I went to sleep at 8pm yesterday, I was tired an wanted a good nights sleep, it worked out, I was well rested but I still found it difficult to get out of bed, 9-6 shift.
Today was terrible and I’m considering suicide again, I had two especially bad calls, both times they wanted to escalate to a manager, the first call was an hour long, the pathetic man said he was recording the call, I did report it to a manager but I was able to get him to hangup, so I just looked like an idiot, by the end of the call I was shaking and felt like crying. The other call was just some dumb paki bitch thought if she kept asking for a refund that she’d get it, had to escalate because she wouldn’t give up. This was escalated to a different manager, she was so nice, made me feel worse for screwing up.

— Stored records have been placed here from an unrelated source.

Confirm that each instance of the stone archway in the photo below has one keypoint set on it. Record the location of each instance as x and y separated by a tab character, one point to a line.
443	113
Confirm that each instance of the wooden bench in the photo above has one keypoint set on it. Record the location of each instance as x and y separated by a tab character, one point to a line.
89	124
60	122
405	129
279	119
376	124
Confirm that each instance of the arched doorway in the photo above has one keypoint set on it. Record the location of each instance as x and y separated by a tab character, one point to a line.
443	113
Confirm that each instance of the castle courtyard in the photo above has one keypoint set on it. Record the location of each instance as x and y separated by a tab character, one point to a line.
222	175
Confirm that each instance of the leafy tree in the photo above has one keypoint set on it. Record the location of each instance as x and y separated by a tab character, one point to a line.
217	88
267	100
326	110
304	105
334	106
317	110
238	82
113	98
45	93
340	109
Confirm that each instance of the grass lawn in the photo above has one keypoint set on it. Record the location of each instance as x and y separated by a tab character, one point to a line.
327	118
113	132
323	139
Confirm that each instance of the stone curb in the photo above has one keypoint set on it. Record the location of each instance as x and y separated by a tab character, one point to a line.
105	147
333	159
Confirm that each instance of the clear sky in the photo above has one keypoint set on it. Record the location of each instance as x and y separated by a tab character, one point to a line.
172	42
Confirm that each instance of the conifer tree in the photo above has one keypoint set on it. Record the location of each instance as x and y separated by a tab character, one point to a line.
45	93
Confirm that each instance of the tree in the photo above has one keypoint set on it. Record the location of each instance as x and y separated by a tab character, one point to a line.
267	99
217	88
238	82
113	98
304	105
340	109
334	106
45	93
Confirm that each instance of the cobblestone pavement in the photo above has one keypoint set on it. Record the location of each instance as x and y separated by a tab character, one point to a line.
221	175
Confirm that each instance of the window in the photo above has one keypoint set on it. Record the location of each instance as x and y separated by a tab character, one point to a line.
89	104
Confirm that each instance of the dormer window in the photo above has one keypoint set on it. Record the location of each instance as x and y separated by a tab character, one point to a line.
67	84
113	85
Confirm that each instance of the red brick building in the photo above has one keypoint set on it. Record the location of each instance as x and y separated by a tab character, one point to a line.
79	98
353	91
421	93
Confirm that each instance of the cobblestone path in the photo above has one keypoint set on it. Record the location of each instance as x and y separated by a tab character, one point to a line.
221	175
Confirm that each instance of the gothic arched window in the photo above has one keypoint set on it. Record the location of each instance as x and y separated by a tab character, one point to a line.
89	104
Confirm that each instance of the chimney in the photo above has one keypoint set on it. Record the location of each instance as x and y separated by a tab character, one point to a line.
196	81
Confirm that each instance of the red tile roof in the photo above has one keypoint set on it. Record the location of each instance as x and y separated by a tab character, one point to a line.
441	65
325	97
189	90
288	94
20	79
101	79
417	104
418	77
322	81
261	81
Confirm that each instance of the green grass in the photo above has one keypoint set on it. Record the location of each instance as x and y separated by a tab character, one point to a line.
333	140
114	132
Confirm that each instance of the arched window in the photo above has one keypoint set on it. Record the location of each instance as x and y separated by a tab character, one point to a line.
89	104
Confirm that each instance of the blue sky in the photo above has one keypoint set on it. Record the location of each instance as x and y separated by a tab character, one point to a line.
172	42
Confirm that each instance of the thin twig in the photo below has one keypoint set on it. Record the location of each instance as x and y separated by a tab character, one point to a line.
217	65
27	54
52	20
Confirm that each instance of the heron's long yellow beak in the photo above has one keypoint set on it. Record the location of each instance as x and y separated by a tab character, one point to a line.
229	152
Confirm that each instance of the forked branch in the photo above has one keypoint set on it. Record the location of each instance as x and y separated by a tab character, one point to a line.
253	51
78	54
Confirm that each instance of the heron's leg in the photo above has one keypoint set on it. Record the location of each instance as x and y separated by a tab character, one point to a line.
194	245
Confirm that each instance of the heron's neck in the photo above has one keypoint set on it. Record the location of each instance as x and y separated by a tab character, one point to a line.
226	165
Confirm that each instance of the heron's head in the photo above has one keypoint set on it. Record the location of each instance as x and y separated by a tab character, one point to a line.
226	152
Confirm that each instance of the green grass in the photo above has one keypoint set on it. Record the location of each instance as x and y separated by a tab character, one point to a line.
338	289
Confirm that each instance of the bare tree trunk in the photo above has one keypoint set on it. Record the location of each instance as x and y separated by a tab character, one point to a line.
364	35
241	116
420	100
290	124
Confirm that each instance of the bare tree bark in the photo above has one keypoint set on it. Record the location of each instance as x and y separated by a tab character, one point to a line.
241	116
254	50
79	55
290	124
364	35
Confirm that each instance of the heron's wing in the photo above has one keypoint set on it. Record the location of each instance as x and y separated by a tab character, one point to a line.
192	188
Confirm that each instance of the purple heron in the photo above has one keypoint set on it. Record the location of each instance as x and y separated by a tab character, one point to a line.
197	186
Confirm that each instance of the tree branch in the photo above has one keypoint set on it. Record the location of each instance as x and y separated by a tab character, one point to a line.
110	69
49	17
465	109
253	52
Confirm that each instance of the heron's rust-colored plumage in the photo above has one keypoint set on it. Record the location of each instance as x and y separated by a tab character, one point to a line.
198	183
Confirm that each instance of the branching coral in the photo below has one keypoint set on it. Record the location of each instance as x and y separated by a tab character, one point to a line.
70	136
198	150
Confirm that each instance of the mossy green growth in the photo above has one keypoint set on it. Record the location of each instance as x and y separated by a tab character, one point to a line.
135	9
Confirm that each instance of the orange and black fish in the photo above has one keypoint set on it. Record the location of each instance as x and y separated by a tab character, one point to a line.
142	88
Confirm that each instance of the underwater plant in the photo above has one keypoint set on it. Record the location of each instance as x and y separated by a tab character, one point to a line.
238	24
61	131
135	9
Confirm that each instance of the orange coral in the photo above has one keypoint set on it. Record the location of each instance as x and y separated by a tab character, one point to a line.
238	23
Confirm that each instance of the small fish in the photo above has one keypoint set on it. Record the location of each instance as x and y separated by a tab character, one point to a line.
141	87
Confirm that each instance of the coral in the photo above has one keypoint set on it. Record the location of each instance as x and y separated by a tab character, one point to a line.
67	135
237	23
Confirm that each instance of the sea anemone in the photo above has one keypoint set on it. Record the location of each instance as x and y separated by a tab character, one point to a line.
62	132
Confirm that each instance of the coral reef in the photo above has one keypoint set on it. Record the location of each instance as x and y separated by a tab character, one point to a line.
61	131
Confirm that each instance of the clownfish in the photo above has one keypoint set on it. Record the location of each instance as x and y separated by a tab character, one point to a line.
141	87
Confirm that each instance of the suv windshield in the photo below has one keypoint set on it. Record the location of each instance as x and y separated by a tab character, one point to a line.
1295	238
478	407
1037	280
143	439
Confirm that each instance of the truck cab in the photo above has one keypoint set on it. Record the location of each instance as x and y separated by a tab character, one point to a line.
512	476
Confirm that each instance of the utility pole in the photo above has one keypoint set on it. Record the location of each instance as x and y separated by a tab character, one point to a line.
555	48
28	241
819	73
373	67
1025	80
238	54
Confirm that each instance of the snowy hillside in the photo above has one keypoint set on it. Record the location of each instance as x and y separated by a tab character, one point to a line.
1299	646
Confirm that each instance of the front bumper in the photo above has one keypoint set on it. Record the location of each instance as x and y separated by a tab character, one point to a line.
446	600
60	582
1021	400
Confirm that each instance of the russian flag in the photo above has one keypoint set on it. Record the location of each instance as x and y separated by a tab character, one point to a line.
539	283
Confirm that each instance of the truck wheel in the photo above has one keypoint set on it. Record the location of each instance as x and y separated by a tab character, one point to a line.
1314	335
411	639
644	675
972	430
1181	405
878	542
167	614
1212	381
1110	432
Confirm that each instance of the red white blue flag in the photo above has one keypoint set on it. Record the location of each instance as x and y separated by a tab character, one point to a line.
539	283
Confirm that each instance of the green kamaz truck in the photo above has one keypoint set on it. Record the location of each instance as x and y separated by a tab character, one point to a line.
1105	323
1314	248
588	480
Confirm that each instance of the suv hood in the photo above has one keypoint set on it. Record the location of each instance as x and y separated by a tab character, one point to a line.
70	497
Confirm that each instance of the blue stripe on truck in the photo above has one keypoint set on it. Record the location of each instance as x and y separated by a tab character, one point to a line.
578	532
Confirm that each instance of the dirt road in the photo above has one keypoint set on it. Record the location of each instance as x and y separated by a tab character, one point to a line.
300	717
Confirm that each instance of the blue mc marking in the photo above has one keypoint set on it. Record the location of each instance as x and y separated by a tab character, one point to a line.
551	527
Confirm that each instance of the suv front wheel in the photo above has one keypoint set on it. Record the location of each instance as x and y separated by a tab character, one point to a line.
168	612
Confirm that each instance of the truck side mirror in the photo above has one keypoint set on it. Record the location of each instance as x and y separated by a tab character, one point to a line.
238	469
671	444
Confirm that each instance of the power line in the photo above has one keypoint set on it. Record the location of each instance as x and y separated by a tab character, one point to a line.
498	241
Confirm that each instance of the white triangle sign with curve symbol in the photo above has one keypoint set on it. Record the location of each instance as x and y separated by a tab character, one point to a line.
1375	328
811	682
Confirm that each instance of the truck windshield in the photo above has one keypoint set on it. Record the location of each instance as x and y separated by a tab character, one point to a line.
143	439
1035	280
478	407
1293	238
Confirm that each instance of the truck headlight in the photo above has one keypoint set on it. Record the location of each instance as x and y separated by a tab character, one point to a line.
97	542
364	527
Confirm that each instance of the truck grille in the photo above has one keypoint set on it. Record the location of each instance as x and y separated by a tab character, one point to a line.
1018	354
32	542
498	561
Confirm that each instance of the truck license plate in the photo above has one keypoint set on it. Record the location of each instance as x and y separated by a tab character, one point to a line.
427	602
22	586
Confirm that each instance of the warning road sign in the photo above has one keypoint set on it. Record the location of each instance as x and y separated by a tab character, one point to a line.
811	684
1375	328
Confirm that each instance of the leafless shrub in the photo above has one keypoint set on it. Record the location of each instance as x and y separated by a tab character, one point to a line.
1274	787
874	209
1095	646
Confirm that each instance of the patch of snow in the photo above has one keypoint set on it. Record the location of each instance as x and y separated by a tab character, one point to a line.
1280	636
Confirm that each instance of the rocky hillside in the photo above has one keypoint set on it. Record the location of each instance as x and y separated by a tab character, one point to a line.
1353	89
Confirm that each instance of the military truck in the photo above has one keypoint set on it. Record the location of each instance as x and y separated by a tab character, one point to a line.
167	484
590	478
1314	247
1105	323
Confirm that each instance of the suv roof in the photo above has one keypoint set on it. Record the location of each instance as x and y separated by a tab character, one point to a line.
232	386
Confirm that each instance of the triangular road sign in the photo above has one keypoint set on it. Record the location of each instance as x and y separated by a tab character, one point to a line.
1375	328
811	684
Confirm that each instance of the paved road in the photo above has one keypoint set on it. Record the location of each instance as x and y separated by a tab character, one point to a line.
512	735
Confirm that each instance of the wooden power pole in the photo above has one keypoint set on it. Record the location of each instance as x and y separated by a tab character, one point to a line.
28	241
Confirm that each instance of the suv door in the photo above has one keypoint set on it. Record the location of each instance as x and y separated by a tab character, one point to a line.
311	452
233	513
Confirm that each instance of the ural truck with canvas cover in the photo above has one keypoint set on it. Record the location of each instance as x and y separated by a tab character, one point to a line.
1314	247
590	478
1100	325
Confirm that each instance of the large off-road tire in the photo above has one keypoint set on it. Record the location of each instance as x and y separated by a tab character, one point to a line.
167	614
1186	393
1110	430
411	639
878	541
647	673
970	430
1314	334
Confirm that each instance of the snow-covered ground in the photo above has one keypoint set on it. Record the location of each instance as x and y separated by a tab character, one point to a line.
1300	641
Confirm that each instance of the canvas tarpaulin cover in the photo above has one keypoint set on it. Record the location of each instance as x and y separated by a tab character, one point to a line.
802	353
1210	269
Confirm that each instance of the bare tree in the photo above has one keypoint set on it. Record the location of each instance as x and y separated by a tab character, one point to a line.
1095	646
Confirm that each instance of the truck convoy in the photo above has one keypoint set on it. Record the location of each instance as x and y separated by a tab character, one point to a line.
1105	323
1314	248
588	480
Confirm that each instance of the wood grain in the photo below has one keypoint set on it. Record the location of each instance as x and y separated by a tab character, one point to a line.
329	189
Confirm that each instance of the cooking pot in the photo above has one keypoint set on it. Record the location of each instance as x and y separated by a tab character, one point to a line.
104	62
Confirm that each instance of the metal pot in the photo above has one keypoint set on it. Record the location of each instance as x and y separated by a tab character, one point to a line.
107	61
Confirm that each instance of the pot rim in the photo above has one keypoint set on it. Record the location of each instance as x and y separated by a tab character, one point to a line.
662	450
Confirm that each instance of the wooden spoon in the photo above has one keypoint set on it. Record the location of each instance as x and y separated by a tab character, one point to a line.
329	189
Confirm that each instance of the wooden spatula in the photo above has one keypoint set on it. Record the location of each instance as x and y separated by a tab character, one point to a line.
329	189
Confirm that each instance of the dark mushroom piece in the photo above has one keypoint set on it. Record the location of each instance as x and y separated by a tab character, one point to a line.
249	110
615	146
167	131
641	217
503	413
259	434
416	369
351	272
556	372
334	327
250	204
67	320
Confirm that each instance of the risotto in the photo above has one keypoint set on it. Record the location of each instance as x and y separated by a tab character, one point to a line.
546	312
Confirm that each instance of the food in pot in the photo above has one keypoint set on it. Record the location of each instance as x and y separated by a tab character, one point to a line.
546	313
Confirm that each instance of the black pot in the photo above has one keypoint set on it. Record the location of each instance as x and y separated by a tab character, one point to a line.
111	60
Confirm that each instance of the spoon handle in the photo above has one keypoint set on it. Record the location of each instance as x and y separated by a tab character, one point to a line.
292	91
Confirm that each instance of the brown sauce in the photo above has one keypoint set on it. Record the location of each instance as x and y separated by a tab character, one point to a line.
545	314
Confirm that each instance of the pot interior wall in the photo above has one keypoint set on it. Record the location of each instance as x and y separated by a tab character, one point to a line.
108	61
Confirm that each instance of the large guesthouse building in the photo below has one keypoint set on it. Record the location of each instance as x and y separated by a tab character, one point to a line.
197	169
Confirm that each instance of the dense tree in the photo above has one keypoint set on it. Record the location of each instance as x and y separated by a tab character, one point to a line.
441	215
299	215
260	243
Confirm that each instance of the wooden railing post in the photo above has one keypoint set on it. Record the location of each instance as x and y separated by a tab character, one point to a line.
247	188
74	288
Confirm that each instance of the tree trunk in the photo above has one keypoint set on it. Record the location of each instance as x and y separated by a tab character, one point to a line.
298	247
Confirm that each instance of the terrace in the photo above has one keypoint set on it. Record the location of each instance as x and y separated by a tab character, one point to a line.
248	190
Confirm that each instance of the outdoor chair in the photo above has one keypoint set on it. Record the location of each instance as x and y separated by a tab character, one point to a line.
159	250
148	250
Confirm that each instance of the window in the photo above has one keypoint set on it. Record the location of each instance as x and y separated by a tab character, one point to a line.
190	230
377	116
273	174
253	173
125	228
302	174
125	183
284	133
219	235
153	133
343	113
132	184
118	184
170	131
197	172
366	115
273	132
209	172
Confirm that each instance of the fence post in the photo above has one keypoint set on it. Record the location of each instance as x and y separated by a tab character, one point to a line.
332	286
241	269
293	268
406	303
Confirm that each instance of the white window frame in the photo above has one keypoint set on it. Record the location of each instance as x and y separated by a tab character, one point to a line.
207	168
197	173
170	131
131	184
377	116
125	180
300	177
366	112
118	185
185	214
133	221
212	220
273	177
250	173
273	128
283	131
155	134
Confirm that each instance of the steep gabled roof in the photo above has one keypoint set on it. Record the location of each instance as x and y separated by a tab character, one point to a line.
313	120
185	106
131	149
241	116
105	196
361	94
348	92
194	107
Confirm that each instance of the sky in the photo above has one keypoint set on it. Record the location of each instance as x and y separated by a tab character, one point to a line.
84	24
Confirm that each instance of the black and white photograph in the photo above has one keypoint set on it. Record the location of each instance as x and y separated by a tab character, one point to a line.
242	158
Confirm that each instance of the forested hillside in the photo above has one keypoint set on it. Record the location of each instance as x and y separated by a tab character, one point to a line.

There were some other incidents where I looked like an idiot in front of 3 other “superiors”, on more than one occasion
I also made two massive fuck ups, one resulted in an email being sent to everyone but noted that if it happened again that would be when people were hunted down. The other fuck up will be discovered iin a few days, no way to justify doing it, lying or why I didn’t ask for help to correct it.
A coworker is continuing to be nice to me, the Man City fan, he’s a lad, he touches me on the shoulder and calls me a “G”, just like everyone else, I don’t know how to respond, I just smile and look away.
My binder straps were showing at times, hope it just looked like a vest.
What made me want to end it was the quality assessment, I heard my voice played back to me, I sound like a typical dense common as muck paki, don’t know why anyone bothers communicating with me if I sound and look the way I do and I don’t understand why I sound this way, I used to be told I sounded “superior” when I was younger, some people couldn’t tell where I was from and I don’t understand why I sound this way when my siblings sound normal. I can’t stand sounding this way, it’s difficult to change, with the wait gain and everything else I can say I completely hate everything about myself. I did have a sore throat but I don’t think that was it.
I’ve been imagining my exit from work, conceding I should have worked on my personal issues through counselling and CBT before trying to work. I just want it to be over, it’s perverse that I willingly subject myself to pain every day.
Going to call the psych place tomorrow as it’s my day off, see if I’m still on their books and see if I can talk about my difficulties. I’ll also make sure I’m registered with a GP.